Today's goal is to practice some of the basics of working with data using R's [tidyverse](https://www.tidyverse.org/) environment.

To submit this assignment, please:
- make a copy of this notebook
- share it with me (mzettersten@ucsd.edu)
- submit a share link of the completed assignment on Canvas

For .5 extra credit, complete the following bonus questions:
- 1.7
- 2.4



##0. Setting Up: Loading the tidyverse packages
Before working through this notebook, make sure that your runtime is set to use R (rather than python). This should be set already, but you can double-check by selecting the following from the menu at the top of the notebook.

  Runtime > Change runtime type

Then make sure that R appears in the drop-down menu under runtime type.

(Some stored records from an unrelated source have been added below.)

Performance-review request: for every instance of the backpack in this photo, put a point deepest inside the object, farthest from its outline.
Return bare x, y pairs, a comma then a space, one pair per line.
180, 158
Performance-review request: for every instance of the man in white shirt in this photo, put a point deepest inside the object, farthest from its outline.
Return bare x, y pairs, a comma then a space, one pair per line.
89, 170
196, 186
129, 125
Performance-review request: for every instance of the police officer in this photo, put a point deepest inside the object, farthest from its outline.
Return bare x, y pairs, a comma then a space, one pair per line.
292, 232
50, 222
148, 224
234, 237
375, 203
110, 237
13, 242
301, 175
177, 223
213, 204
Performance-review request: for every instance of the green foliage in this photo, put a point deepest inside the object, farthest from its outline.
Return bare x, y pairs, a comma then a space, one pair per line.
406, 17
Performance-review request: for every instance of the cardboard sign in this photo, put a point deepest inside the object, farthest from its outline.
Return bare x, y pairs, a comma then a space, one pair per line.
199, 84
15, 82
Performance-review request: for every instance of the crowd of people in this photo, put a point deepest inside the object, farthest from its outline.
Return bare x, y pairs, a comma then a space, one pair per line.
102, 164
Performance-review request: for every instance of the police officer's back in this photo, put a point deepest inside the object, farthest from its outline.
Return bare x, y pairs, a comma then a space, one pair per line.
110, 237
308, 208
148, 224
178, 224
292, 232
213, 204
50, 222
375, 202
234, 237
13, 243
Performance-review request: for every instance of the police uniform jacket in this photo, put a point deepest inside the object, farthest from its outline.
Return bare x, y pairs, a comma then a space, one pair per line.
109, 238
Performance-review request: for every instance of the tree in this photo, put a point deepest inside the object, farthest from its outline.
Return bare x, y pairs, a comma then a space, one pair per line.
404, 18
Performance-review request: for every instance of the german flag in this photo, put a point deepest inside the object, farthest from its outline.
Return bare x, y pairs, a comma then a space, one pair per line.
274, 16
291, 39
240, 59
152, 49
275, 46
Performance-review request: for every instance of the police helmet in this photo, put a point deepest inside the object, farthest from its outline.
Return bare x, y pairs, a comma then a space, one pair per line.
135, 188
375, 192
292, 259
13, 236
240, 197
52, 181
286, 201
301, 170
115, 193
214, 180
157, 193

This first part of the code just installs and loads the R packages we want to use for the following analyses.

In [None]:
#Install packages we want to use

#this loads a helper function for installing R packages
source('https://raw.githubusercontent.com/COGS119/tutorials/refs/heads/main/R/load_install_packages.R')

#specify the name of all packages we want to use her
packages_to_apt_install = c('tidyverse')

#install packages specified above (note that we're using our old friend the for loop, this time in R syntax) into our google colab environment
#For more: https://www.w3schools.com/r/r_for_loop.asp
for (package in packages_to_apt_install) load_install_package(package, apt=TRUE)

#load packages we want to use
library(tidyverse)

#set some basic plotting defaults
theme_set(theme_minimal(base_size = 18))

#check the version of R used
print(R.version.string)


## 1. Practice working with Experiment Data

Let's pick up where we left off last time, working with a (cleaned-up) version of the type of data you'll be working with in your experiment. [NOTE: Most of Section 1 is designed to be very similar to [Data Wrangling Exercise 1, Section 4](https://colab.research.google.com/drive/1ndgXH2X3WUkHbnuH3MM5cerWx9_2Hj-n?usp=sharing) - feel free to consult the code there frequently!]

This data is from [Zettersten & Lupyan (2020)](https://drive.google.com/file/d/1kpNFFcPdA9XiL4jseJtnrE3gdUOWkg66/view?usp=drive_link) (one of the experiments not chosen for a project).

Reminder: In the experiment, participants figure out which of two categories (A or B) a given image belongs to through trial and error. Over time (24 trials, organized into three blocks of 8 trials each), they start to learn the category structure. The key manipulation is a between-subjects condition: in the high nameability condition, the features of the images (in this case, colors) are very easy to name (e.g., blue, orange). In the low nameability condition, the colors are very difficult to name (e.g., sienna, mauve). The finding is that categories were easier to learn when the color features were more nameable.

The data here presents the **actual** data from the first two experiments in the paper (1A and 1B). The experiments are structurally identical - they just use slightly different arrangements of colors.

### 1.1. Read in the data

In [None]:
#read in the data we'll use
#data from: Zettersten & Lupyan (2020)
#https://drive.google.com/file/d/1kpNFFcPdA9XiL4jseJtnrE3gdUOWkg66/view?usp=drive_link
nameability_data <- read_csv("https://raw.githubusercontent.com/COGS119/tutorials/refs/heads/main/R/nameability_exercise.csv")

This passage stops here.